Israel reports first monkeypox case — Analysis

An Israeli man in his 30s has been hospitalized in Tel Aviv with the country’s first suspected case of the monkeypox virus. The man had previously visited Western Europe where many cases have been recently diagnosed. Israeli Health Ministry said on Thursday it had taken precautions to prevent the spread.

Rare monkeypox outbreak: What you need to know

According to reports, the patient was well and in good health. He is currently being kept in isolation at Ichilov Hospital. Israelis travelling from abroad who have a fever or blistering rash should contact their doctor.

Initial symptoms of monkeypox include flu-like symptoms like muscle pains, swelling lymph nodes, exhaustion and muscle aches. Then, the skin will develop a chickenpox-like reaction with pustules and rash on the hands, face, and arms. The symptoms are similar to smallpox or chickenpox. They usually appear within one to two week. Most patients recover in a matter of weeks.

The rare virus has been reported in at least 8 European countries, including cases among male sex partners who have presented to STD clinics for treatment. As of Friday, 20 cases had been reported in the UK, which declared the outbreak an “Emergency.” France, Germany and Belgium have all confirmed cases of the virus as well. Spain and Portugal both confirmed the cases Wednesday while people infected in Sweden and Italy also showed up.
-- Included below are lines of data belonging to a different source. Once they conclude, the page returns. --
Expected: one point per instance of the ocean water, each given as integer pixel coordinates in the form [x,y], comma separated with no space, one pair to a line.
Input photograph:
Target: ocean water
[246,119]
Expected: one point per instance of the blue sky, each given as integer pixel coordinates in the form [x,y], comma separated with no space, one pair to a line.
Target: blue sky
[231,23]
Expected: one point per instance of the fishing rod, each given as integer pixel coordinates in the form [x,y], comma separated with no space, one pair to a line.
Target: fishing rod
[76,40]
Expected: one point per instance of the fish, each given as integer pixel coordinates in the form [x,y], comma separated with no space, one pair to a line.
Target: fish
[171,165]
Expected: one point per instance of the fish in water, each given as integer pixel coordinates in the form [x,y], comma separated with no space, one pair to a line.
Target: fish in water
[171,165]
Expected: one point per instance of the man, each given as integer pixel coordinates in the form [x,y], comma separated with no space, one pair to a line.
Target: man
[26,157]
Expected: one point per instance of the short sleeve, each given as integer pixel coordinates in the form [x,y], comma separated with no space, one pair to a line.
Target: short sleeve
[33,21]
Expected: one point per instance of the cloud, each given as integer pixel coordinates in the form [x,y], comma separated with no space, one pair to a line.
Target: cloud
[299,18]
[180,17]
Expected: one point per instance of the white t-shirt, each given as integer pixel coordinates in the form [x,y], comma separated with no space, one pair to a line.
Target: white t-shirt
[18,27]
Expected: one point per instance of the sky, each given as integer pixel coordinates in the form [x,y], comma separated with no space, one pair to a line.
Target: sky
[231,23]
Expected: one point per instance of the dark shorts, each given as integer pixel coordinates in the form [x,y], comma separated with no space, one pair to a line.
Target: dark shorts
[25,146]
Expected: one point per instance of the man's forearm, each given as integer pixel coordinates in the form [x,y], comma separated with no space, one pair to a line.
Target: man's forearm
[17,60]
This week the US announced its first confirmed case. It was a Massachusetts man who recently visited Canada. Canada has confirmed two cases and 17 suspects, with the disease being reported even further afield than Australia.

US acquires Millions of Vaccines to Protect Dangerous Viruses

A number of other cases of smallpox are under surveillance. The US has also purchased large quantities of the vaccine, which was approved by the FDA for monkeypox prevention in 2019. Although the virus is fatal, the US Department of Defense has signed a contract worth $7.5million for antiviral drugs tecovirimat. 

According to reports, the WHO held an emergency meeting Friday about monkeypox. This was to determine how the disease spread from West Africa to peoples who have not traveled there recently.